A small business is usually identified as one that has between two and 50 employees. If you are running a small business, one of the best ways to attract and retain the best employees is by offering a good benefits package. However, this can sometimes be cost-prohibitive, because you do not have the bargaining power enjoyed by larger companies.
However, small businesses can choose from a large number of group health insurance plans that are marketed specifically to small businesses. This lets you make sure your employees and their families enjoy the benefits of group health insurance, while not overwhelming your budget.
The rules that identify a company as being a “small business” can vary depending on the state where you will be purchasing the group health insurance plan. Before you begin shopping for an insurance plan, check with your state’s business regulation department to see if you qualify as a small business. It’s beneficial if you can qualify as a small business, because the insurance company cannot deny you from receiving small group insurance coverage, if you meet the state’s qualifications. Federal law protects the company from being excluded for coverage in the event that any employees have health issues.
Typical qualification criteria to qualify for a small business insurance plan include:
The company is a legitimate business, as verified by one of the following documents:
- A business license
- Articles of incorporation
- Articles of organization
The company meets the minimum employer contribution percentage required by the insurance company.
The company has at least two full time owners, officers, partners, or employees.

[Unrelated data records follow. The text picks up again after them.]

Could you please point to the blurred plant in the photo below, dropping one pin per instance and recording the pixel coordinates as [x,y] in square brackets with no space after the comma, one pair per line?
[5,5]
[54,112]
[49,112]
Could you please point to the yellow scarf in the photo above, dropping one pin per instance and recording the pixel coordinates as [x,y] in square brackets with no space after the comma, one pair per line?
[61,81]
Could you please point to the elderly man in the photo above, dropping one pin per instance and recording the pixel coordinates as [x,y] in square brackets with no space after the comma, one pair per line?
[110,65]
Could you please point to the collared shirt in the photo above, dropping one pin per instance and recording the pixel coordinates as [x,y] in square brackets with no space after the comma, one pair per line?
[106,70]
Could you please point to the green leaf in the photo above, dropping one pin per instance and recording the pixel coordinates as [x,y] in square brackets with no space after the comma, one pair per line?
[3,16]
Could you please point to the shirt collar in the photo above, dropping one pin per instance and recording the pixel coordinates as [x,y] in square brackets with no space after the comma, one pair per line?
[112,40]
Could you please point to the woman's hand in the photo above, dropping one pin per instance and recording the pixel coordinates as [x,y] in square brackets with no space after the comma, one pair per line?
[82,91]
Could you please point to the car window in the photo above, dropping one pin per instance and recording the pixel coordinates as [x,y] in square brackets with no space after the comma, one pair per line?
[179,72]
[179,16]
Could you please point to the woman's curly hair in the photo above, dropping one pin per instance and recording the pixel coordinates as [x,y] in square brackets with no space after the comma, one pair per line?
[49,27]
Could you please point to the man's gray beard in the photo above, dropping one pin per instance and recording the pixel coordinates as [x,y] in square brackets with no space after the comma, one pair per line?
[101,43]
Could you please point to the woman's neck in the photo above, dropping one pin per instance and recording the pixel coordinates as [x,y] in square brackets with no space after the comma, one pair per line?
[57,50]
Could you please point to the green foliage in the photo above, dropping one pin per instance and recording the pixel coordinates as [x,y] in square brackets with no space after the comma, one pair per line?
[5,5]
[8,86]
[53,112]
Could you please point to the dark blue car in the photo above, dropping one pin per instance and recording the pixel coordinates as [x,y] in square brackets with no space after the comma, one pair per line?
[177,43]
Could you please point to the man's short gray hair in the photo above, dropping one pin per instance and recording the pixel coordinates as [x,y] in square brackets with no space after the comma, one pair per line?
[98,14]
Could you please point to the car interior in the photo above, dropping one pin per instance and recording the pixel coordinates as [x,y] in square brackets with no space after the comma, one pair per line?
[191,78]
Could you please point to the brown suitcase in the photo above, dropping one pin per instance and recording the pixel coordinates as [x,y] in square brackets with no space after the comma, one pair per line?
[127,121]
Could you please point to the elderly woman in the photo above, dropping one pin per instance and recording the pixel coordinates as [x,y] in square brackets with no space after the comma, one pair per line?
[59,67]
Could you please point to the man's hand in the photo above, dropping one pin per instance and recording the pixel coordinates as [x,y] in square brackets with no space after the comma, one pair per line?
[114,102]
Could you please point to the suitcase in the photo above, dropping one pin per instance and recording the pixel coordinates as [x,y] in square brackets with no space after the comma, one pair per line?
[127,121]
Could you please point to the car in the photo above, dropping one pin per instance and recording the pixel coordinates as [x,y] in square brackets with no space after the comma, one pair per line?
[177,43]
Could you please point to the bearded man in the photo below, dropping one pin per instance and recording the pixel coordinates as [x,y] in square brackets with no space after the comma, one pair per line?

However, some states allow self-employed people to purchase group health insurance plans, defining them as a “group of one.” The premiums for a one-person group are still significantly lower than the premiums for individual health insurance plans. If your state requires a “group” to include at least two employees, you can still qualify for an “association” health insurance plan if you belong to your local Chamber of Commerce or a trade organization.
Your small business health insurance plan should include a tax savings strategy to help maximize your deductions. Combining a tax savings plan will help reduce your costs, but you must first establish a written plan document before your business can take any tax deductions. Some insurance companies will help you create a plan document that complies with government standards, allowing you and your employees to avoid paying tax on the health insurance premiums, as well as flex spending account (FSA) options such as daycare services and out-of-pocket medical expenses.